There's bad news for those working as temps or on-call workers—a group of Americans that has grown since the recession.
Despite doing equivalent work, so-called "contingent" employees earn about 10.6% less per hour than standard full-time workers, according to a new report from the Government Accountability Office (GAO).
Contingent employees made up about 18% of the workforce in 2014, up from 12% in 2009. That increase has come in great part because of growth in the "gig economy," says Mary Beth Maxwell, the Principal Deputy Assistant Secretary for Policy at the U.S. Department of Labor.
"For some, these changes represent greater access to the labor market. For others, they mean reduced access to workplace protections, benefits and stable income, and increased exposure to health and safety risks," Maxwell wrote in a letter to the GAO.
Indeed, a different new study reveals that on-demand workers (like Uber drivers) most commonly cite low pay as their top reason for quitting.

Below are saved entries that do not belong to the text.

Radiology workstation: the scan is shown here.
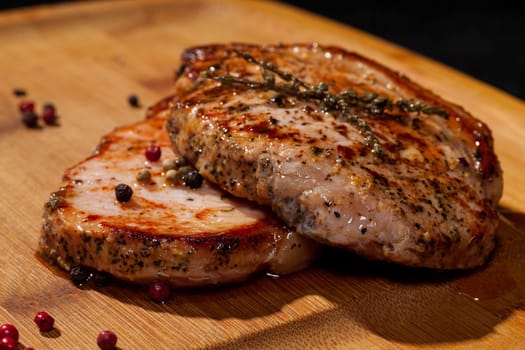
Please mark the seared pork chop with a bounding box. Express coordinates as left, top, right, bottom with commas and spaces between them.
39, 98, 319, 287
167, 43, 503, 269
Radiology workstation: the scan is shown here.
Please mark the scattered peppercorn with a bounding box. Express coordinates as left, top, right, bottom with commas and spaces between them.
42, 103, 57, 125
34, 311, 54, 332
147, 280, 171, 303
22, 111, 39, 128
145, 145, 161, 162
0, 324, 18, 343
18, 100, 34, 113
97, 330, 118, 350
183, 170, 203, 189
70, 265, 93, 287
165, 169, 180, 184
177, 166, 193, 177
0, 336, 17, 350
128, 94, 140, 108
12, 88, 27, 97
136, 169, 151, 183
115, 183, 133, 202
162, 159, 177, 172
166, 166, 193, 185
70, 266, 111, 288
174, 157, 188, 168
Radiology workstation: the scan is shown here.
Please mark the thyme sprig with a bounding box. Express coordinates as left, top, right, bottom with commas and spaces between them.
201, 50, 449, 159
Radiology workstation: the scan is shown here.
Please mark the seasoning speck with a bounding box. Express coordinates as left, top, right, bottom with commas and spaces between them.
115, 183, 133, 202
128, 94, 140, 108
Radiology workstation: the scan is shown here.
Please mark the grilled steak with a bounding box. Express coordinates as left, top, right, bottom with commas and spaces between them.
167, 43, 503, 269
39, 97, 319, 287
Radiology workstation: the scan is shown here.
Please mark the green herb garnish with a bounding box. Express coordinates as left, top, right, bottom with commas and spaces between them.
201, 50, 449, 159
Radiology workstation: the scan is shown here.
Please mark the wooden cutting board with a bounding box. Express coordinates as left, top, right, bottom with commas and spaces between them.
1, 1, 525, 349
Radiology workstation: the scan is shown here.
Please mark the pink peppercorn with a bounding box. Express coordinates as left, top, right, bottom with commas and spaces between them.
147, 280, 171, 303
145, 145, 161, 162
34, 311, 55, 332
97, 330, 118, 350
0, 324, 18, 342
0, 336, 17, 350
42, 103, 57, 125
18, 100, 35, 113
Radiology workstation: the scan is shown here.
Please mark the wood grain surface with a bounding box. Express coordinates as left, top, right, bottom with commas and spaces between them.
1, 1, 525, 349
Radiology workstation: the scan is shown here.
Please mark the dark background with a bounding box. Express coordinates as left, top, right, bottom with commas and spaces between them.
2, 1, 524, 101
281, 1, 525, 101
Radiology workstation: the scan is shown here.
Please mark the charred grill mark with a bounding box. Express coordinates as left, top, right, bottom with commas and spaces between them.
97, 213, 281, 243
337, 145, 356, 160
334, 123, 349, 137
361, 166, 389, 187
393, 131, 428, 150
346, 50, 499, 180
217, 114, 302, 141
83, 215, 101, 222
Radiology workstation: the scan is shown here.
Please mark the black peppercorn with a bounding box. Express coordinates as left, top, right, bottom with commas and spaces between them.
182, 170, 203, 189
128, 94, 140, 108
115, 183, 133, 202
22, 111, 39, 128
174, 157, 188, 169
12, 88, 27, 97
70, 266, 93, 287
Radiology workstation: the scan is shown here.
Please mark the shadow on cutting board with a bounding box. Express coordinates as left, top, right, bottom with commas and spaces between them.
94, 208, 525, 346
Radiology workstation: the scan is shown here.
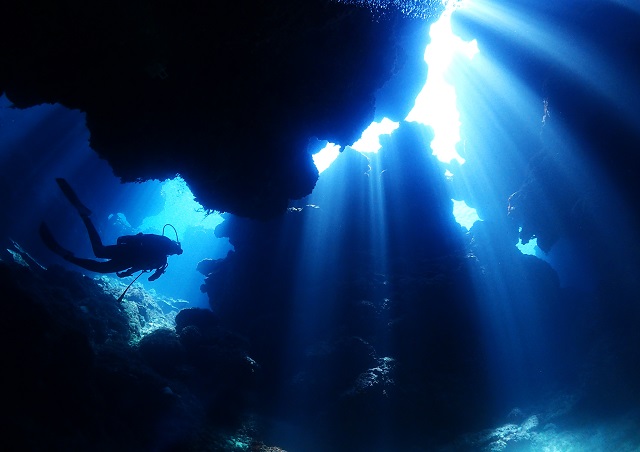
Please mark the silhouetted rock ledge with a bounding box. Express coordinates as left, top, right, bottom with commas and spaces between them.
0, 0, 434, 219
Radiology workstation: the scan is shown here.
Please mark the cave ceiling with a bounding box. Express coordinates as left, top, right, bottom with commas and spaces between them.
0, 0, 440, 218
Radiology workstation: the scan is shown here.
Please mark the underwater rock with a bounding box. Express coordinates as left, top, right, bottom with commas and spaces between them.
0, 258, 202, 450
172, 307, 259, 410
291, 336, 379, 400
95, 275, 179, 341
0, 0, 432, 218
179, 325, 257, 381
323, 357, 397, 439
0, 245, 283, 449
507, 150, 584, 253
196, 257, 221, 277
175, 306, 220, 334
343, 356, 396, 398
138, 328, 186, 377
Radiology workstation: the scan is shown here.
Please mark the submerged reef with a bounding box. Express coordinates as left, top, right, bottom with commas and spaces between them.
2, 206, 640, 450
0, 242, 268, 451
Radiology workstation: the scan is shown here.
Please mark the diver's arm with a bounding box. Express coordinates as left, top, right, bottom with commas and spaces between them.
116, 267, 136, 278
148, 262, 168, 281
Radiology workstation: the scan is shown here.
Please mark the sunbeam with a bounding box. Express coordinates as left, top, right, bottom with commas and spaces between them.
610, 0, 640, 15
459, 0, 640, 124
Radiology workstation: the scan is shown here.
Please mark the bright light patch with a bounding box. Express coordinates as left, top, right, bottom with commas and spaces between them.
516, 237, 538, 256
451, 198, 481, 230
313, 142, 341, 174
406, 2, 478, 164
350, 117, 400, 154
139, 177, 222, 238
515, 227, 543, 256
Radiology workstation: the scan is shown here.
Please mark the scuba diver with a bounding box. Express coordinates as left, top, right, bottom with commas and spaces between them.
40, 178, 183, 282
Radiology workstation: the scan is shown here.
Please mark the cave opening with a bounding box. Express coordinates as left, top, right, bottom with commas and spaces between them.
0, 95, 232, 306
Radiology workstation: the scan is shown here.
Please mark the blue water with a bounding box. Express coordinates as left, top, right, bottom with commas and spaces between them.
0, 97, 231, 307
2, 0, 640, 450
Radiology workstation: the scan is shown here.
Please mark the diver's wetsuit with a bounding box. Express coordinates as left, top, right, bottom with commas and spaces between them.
66, 215, 171, 279
40, 178, 182, 281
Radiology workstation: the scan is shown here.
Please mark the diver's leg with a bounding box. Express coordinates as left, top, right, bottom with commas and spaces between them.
79, 215, 118, 259
56, 178, 92, 216
63, 256, 129, 274
39, 222, 73, 259
41, 222, 128, 274
56, 178, 114, 258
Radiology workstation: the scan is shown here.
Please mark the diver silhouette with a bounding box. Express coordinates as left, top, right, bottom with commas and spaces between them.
40, 178, 183, 281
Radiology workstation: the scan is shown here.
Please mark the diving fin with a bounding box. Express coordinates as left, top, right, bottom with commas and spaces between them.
39, 222, 74, 260
56, 178, 92, 217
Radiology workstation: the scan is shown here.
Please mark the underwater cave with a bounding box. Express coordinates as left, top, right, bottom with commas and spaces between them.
1, 0, 640, 450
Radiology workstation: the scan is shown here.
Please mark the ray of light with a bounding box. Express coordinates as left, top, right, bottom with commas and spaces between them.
461, 0, 640, 125
609, 0, 640, 15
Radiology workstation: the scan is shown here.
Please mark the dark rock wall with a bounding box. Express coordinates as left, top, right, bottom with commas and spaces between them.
1, 0, 431, 218
0, 255, 261, 451
452, 0, 640, 255
197, 116, 640, 449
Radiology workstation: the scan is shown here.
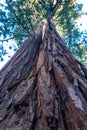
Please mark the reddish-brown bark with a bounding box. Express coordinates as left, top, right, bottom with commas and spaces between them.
0, 22, 87, 130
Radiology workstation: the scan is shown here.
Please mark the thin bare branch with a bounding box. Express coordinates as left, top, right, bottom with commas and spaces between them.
6, 0, 30, 34
0, 34, 29, 42
52, 0, 62, 11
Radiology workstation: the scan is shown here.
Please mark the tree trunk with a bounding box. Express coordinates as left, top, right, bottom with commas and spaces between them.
0, 22, 87, 130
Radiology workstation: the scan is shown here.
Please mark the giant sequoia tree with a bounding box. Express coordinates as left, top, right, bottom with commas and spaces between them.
0, 0, 86, 61
0, 0, 87, 130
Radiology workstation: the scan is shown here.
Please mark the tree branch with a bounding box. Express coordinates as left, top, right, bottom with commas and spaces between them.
52, 0, 62, 11
23, 9, 35, 39
39, 0, 62, 21
0, 34, 29, 42
6, 0, 30, 34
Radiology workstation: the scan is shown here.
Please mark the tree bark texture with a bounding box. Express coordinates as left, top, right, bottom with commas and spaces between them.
0, 22, 87, 130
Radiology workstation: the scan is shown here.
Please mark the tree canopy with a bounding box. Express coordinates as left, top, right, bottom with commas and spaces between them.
0, 0, 87, 66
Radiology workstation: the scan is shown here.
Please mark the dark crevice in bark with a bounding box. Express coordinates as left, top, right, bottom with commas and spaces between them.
0, 112, 9, 123
8, 82, 20, 91
55, 84, 67, 130
50, 68, 66, 130
61, 110, 69, 130
46, 117, 58, 130
29, 94, 37, 130
78, 85, 87, 102
30, 117, 37, 130
81, 66, 87, 80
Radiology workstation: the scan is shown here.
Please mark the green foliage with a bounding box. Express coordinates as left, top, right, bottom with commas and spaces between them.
0, 0, 87, 66
52, 0, 87, 65
54, 0, 82, 51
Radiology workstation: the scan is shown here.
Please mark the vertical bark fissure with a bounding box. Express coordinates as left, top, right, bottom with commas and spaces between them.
51, 69, 66, 130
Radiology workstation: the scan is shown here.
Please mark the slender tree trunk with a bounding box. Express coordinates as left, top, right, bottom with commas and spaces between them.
0, 22, 87, 130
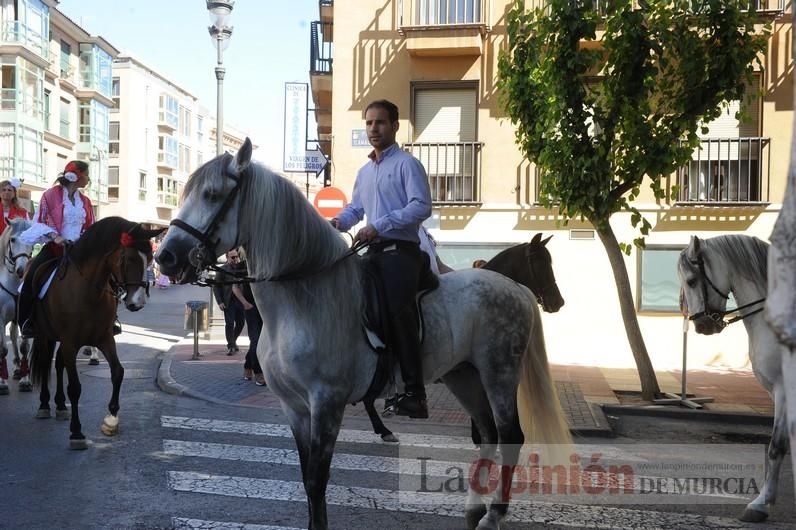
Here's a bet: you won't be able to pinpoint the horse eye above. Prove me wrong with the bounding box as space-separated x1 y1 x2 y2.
203 189 218 202
9 238 15 243
686 278 697 288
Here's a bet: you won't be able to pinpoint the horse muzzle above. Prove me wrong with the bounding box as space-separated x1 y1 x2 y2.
691 314 725 335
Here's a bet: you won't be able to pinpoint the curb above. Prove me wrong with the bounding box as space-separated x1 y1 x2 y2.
156 348 230 407
601 404 773 426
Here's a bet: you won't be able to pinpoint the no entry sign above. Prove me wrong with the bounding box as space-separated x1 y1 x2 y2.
314 186 347 219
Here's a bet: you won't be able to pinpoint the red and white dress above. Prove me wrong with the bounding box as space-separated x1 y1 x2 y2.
20 185 94 245
0 204 30 233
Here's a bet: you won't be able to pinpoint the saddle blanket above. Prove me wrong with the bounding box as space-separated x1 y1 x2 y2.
16 269 57 300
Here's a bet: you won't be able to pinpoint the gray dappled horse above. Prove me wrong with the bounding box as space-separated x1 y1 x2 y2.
678 235 789 522
156 139 571 530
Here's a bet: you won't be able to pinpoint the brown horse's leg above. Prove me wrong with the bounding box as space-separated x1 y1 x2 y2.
363 398 397 443
98 336 123 436
61 344 86 450
54 345 69 420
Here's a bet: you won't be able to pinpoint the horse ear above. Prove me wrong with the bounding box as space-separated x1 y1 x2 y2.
541 235 553 246
146 227 166 239
687 235 701 259
236 138 253 171
530 233 542 246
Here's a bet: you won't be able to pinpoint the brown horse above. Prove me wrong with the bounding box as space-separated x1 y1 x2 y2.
31 217 163 449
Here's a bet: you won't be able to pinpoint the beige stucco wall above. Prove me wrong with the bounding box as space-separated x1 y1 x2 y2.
325 0 792 373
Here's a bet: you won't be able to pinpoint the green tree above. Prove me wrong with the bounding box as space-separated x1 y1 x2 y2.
498 0 768 399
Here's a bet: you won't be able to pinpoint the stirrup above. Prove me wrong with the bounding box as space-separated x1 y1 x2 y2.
20 320 35 339
113 320 122 336
388 392 429 419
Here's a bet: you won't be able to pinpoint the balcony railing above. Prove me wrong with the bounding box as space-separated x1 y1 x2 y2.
400 0 489 26
675 137 770 204
527 0 784 16
404 141 482 204
319 0 333 6
0 21 48 60
310 21 333 75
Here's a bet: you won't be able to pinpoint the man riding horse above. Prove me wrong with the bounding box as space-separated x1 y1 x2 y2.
331 99 433 419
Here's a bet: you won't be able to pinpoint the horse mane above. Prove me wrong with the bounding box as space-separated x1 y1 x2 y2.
192 158 363 361
69 216 144 266
699 234 769 289
486 243 526 269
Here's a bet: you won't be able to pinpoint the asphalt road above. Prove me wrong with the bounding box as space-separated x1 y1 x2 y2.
0 283 793 530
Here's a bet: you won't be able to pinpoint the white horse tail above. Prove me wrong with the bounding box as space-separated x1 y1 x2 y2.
517 306 572 448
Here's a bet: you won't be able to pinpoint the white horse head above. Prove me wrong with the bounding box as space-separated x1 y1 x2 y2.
1 217 33 279
678 234 768 335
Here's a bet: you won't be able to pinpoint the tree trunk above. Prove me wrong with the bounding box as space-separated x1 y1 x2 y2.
595 223 661 400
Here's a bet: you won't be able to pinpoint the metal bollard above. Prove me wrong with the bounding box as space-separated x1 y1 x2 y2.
184 301 209 360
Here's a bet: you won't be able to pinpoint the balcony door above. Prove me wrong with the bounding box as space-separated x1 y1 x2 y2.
683 81 762 202
412 86 478 202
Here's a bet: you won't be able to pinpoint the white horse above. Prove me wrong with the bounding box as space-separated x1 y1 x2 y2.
0 217 32 394
156 139 571 530
678 234 788 522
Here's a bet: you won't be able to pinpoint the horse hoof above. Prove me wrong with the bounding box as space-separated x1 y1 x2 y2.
69 438 89 450
380 433 399 444
88 358 100 366
36 408 51 419
739 508 768 522
18 381 32 392
55 409 70 421
465 506 487 530
101 414 119 436
0 385 8 396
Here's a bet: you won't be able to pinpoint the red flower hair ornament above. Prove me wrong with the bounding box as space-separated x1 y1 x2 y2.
120 232 134 248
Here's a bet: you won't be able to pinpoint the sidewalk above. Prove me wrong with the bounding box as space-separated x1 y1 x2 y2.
157 322 774 436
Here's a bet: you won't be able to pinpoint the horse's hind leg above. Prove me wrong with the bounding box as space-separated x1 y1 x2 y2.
741 384 789 522
61 344 87 449
441 363 497 530
54 347 69 420
33 339 54 418
97 338 124 436
0 343 8 395
13 326 32 391
364 398 398 443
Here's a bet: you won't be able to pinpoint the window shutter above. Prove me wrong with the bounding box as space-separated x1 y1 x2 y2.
413 88 476 142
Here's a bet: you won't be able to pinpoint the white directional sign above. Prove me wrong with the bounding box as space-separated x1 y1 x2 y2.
283 82 308 173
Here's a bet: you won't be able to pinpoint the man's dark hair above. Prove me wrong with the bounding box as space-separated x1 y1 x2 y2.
365 99 399 123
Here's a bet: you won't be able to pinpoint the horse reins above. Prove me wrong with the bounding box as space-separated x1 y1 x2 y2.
524 244 558 307
687 254 765 328
173 158 370 286
0 235 30 301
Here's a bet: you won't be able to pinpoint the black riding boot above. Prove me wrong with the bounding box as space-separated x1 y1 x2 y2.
390 308 428 419
17 280 35 339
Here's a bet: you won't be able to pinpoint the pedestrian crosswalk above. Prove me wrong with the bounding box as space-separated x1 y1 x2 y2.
161 415 787 530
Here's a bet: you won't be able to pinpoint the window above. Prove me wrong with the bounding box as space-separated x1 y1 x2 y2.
111 77 120 108
158 94 178 129
179 143 191 174
157 175 178 206
179 106 191 137
638 247 684 313
60 40 71 77
79 43 112 97
78 100 109 145
435 243 510 270
678 77 765 203
158 135 178 168
43 89 50 131
409 85 480 203
109 121 119 157
138 172 147 201
107 166 119 201
59 97 70 139
197 116 203 144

Some temp workers are paid especially poorly compared to their full-time counterparts, the GAO report found: Teachers and educators make nearly 14% less than standard workers per hour if they are contingent. On the other hand, construction workers make about the same on an hourly basis no matter if they're contingent or collect salaries full-time.
Unsurprisingly, the job benefits are worse for contingent workers--that is, if they receive benefits at all. Temps are about two-thirds less likely than standard workers to have a work-provided retirement plan and less than half as likely to have employed-based health insurance, the study found.